Thursday, October 22, 2009

Analysis of the "MapReduce Online" paper

I recently came across a paper entitled MapReduce Online” written by Tyson Condie, Neil Conway, Peter Alvaro, Joe Hellerstein, Khaled Elmeleegy, and Russell Sears at Berkeley (University of California). Since I’m very interested in Hadoop-related research (see my group’s work on HadoopDB) and this Berkeley group have historically produced reliably good research papers, I immediately downloaded the paper and read it carefully. The paper demonstrates the impact of several improvements the group made to Hadoop for interactive queries, and since Hadoop is becoming increasingly popular, I expect this paper to have wide interest. Therefore, I think it might be useful to post a summary of the paper and some analysis on this blog. If you have also read this paper, I encourage discussion in the comment thread of this post.

Overview

The authors argue that since MapReduce’s (and therefore Hadoop’s) roots are in batch processing, design decisions were made that are cause problems as Hadoop gets used more and more for interactive query processing. The main problem the paper addresses is how data is transferred between operators --- both between ‘Map’ and ‘Reduce’ operators within a job, and also across multiple MapReduce jobs. This main problem has two subproblems:

  1. Data is pulled by downstream operators from upstream operators (e.g., a Reduce task requests all the data it needs from predecessor Map tasks) instead of pushed from upstream operators to downstream operators.
  2. Every MapReduce operator is a blocking operator. Reduce tasks cannot begin until Map tasks are finished, and Map tasks for the next job cannot get started until the Reduce tasks from the previous job have completed.
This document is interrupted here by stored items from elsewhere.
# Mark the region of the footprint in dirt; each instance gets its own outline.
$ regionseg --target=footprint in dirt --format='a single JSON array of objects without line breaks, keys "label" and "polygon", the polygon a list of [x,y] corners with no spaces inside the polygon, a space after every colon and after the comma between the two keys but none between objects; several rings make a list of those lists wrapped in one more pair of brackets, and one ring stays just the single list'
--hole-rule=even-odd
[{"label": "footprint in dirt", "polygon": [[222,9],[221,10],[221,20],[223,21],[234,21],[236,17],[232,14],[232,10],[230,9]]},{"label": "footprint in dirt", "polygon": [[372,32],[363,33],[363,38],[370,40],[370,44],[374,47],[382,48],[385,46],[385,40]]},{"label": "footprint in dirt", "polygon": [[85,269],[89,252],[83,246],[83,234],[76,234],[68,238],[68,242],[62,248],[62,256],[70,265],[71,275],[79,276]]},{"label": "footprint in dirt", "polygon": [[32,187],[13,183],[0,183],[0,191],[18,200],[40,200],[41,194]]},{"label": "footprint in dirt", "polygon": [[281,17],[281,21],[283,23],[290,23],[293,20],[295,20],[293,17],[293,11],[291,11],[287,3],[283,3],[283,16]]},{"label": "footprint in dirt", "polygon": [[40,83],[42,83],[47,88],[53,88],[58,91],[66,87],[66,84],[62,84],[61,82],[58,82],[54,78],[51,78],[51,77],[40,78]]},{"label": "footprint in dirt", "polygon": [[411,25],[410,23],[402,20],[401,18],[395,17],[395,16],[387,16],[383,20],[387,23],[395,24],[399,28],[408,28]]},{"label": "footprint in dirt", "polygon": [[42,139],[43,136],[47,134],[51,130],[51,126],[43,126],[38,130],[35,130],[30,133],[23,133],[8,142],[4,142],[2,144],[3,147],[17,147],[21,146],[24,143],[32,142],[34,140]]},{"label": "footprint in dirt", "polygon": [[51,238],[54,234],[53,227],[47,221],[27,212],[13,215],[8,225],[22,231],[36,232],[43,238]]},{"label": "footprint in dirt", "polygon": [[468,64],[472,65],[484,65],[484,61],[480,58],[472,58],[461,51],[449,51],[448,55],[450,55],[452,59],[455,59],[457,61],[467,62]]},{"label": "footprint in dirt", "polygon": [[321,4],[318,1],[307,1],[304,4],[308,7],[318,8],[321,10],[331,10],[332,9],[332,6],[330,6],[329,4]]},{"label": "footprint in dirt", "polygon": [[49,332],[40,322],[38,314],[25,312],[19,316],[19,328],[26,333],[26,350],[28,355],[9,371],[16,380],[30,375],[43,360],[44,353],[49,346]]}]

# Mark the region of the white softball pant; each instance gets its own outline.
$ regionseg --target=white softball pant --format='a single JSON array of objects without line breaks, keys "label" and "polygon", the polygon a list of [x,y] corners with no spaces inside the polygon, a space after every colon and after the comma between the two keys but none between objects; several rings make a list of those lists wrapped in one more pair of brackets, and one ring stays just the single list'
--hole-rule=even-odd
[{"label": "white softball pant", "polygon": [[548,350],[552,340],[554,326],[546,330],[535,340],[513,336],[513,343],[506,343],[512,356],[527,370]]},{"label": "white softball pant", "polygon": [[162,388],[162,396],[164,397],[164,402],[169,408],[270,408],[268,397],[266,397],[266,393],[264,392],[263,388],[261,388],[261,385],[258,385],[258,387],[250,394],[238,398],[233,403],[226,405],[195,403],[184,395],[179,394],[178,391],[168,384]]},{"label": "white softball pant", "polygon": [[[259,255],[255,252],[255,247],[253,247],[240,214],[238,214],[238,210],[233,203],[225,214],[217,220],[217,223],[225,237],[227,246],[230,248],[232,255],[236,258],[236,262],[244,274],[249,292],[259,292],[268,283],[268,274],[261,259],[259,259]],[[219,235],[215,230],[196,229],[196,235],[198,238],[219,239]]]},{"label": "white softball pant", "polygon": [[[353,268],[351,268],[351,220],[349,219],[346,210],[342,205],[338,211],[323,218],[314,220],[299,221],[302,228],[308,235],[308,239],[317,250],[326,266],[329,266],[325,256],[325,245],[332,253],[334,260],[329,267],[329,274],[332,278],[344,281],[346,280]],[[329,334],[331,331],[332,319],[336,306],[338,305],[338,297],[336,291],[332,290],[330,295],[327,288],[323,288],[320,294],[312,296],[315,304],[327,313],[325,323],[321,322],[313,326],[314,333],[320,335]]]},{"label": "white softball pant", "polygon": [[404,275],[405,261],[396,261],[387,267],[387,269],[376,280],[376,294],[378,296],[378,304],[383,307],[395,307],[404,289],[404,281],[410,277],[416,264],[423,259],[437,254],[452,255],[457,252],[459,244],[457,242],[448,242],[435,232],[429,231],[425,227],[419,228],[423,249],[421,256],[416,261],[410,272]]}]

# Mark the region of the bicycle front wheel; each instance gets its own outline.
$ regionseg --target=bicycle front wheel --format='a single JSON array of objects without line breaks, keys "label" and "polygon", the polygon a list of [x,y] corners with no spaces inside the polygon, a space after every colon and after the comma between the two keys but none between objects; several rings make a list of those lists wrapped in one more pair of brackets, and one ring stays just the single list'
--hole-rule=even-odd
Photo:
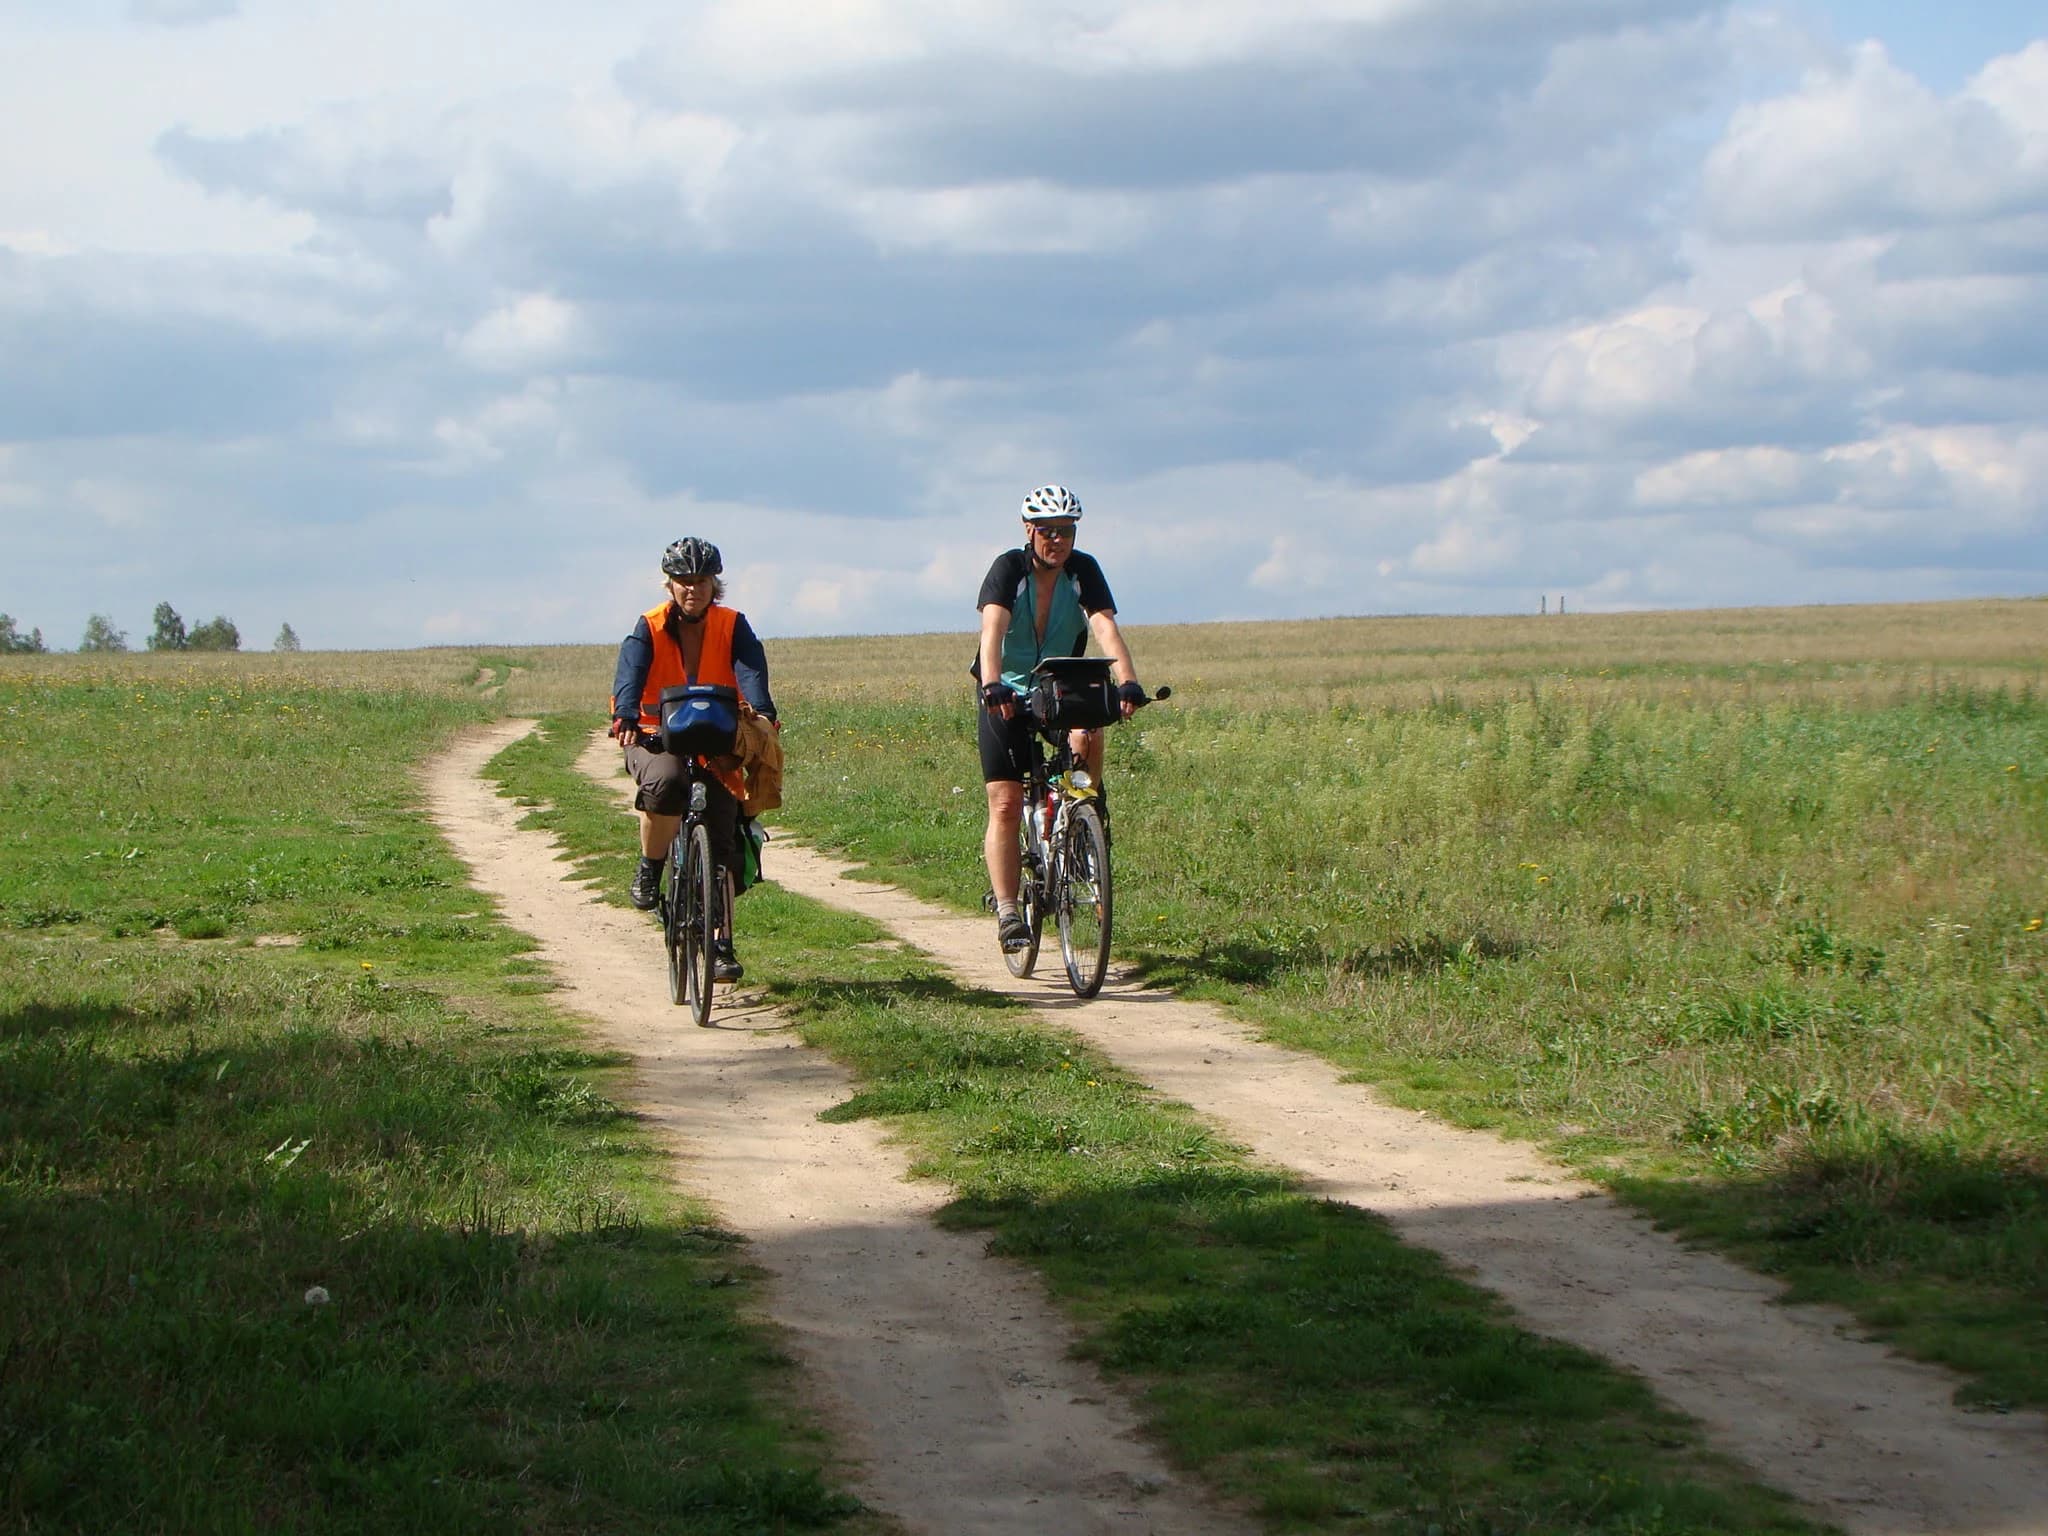
[{"label": "bicycle front wheel", "polygon": [[683,860],[686,850],[678,832],[668,845],[668,868],[662,871],[661,946],[668,958],[668,1000],[680,1008],[690,1000],[689,968],[683,959]]},{"label": "bicycle front wheel", "polygon": [[1053,900],[1060,925],[1060,956],[1076,997],[1093,997],[1109,970],[1109,839],[1092,805],[1068,814],[1066,840],[1053,861]]},{"label": "bicycle front wheel", "polygon": [[711,967],[716,959],[711,940],[718,924],[717,871],[711,864],[711,834],[700,823],[683,836],[682,952],[683,990],[690,1017],[698,1025],[711,1022]]},{"label": "bicycle front wheel", "polygon": [[[1025,815],[1031,813],[1027,810]],[[1031,847],[1031,834],[1024,833],[1024,855],[1019,866],[1020,878],[1017,884],[1017,913],[1024,919],[1024,926],[1031,930],[1031,942],[1022,949],[1003,951],[1003,964],[1010,968],[1012,976],[1029,976],[1038,965],[1038,941],[1045,933],[1045,873],[1039,868],[1038,855]]]}]

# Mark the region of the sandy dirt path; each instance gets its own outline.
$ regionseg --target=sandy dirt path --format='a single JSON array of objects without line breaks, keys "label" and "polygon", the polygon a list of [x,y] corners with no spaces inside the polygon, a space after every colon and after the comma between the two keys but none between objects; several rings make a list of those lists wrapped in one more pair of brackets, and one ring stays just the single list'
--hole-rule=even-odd
[{"label": "sandy dirt path", "polygon": [[[713,1027],[670,1005],[661,936],[565,878],[552,840],[479,777],[531,722],[430,765],[428,804],[478,889],[530,934],[558,1001],[636,1062],[637,1108],[678,1179],[751,1240],[768,1305],[874,1508],[925,1536],[1226,1536],[1256,1529],[1172,1472],[1089,1367],[1028,1271],[932,1225],[947,1192],[906,1177],[871,1122],[821,1124],[850,1091],[744,988]],[[609,743],[604,743],[609,748]],[[597,760],[615,778],[616,750]],[[629,848],[621,828],[621,857]]]},{"label": "sandy dirt path", "polygon": [[1681,1247],[1529,1147],[1395,1108],[1319,1058],[1114,967],[1077,1003],[1050,932],[1037,976],[1017,981],[985,917],[861,883],[787,842],[770,845],[764,873],[1042,1009],[1317,1193],[1378,1212],[1530,1328],[1639,1372],[1762,1480],[1845,1530],[2048,1532],[2048,1420],[1958,1411],[1949,1373],[1859,1338],[1844,1313],[1781,1304],[1775,1282]]}]

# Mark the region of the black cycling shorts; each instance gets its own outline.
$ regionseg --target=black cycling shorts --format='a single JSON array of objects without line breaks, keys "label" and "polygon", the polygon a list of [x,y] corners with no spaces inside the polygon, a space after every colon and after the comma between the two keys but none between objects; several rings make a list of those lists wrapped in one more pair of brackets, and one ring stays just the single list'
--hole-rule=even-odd
[{"label": "black cycling shorts", "polygon": [[975,713],[981,716],[981,725],[975,736],[981,746],[981,782],[1022,784],[1031,762],[1031,722],[1025,718],[1024,701],[1017,701],[1017,712],[1007,720],[980,704],[977,696]]}]

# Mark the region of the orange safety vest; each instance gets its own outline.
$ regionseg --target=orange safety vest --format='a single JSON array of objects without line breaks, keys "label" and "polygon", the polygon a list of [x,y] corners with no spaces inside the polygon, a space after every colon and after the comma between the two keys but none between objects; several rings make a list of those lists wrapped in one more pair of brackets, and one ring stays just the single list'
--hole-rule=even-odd
[{"label": "orange safety vest", "polygon": [[[669,604],[663,602],[648,609],[645,615],[647,633],[654,640],[654,656],[647,667],[647,684],[640,690],[640,729],[650,733],[661,729],[662,689],[682,683],[723,683],[735,689],[740,685],[739,674],[732,665],[732,631],[739,613],[723,603],[713,603],[704,610],[704,648],[697,657],[695,677],[683,666],[683,648],[669,632],[668,613]],[[612,702],[616,708],[618,701]],[[732,791],[734,799],[746,798],[747,781],[737,767],[719,768],[701,757],[697,761]]]}]

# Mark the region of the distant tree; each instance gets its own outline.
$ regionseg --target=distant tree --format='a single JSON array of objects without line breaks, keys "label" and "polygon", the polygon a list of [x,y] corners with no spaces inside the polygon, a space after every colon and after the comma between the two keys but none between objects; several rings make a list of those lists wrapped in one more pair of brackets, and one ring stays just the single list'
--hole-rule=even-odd
[{"label": "distant tree", "polygon": [[114,628],[114,621],[104,613],[96,613],[85,621],[85,638],[78,642],[81,651],[125,651],[128,649],[128,635],[125,630]]},{"label": "distant tree", "polygon": [[195,651],[239,651],[242,632],[235,628],[234,620],[216,613],[204,624],[195,624],[185,644]]},{"label": "distant tree", "polygon": [[11,614],[0,613],[0,656],[29,656],[48,649],[43,644],[40,629],[32,629],[24,635],[15,628]]},{"label": "distant tree", "polygon": [[182,651],[187,644],[185,621],[178,617],[178,610],[169,603],[158,603],[151,622],[156,628],[149,633],[149,648],[152,651]]},{"label": "distant tree", "polygon": [[270,642],[273,651],[296,651],[299,648],[298,634],[287,624],[277,632],[277,638]]}]

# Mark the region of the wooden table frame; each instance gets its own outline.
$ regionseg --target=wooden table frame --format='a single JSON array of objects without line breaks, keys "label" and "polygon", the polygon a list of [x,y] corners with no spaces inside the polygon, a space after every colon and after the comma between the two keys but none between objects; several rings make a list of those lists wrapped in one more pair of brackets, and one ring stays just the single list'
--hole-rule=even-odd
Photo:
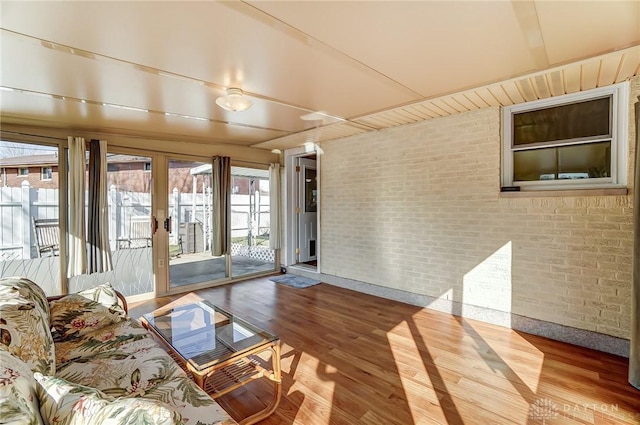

The paper does not really distinguish between these two subproblems, but for the purposes of this discussion, I think it is best to separate them.

Subproblem 2 causes issues for interactive queries for four reasons:

  • It eliminates opportunities for pipelined parallelism (where, e.g., Map and Reduce tasks from the same job can be running simultaneously). There are some cases (such as the example query in the paper --- more on that later) where pipelined parallelism can significantly reduce query latency.
  • It causes spikes in network utilization (there is no network traffic until a Map task finishes, and then the entire output must be sent at once to the Reduce nodes). This is particularly problematic if Map tasks across nodes in a cluster are synchronized
  • When every operator is a blocking operator, it is impossible to get early estimations of a query result until the very end of query execution. If data instead can be pipelined through query operators as it is processed, then we can start receiving query results almost immediately, and these early query results might be sufficient for the end user, who can then stop the query before it runs to completion.
  • If the Map part of a MapReduce job reads from a continuous (and infinite) data source instead of from a file, no operator ever “completes”, so a blocking operator that doesn’t produce results until it completes is entirely useless.

Subproblem 1 (pull vs push) is problematic mostly due to performance reasons. Data that is pushed can be shipped as soon as it is produced, while it is still in cache. If it is pulled at a later time, accessing the data often incurs an index lookup and a disk read, which can reduce performance. There is also slightly more coordination (and therefore network traffic) across nodes in the pull model relative to the push model.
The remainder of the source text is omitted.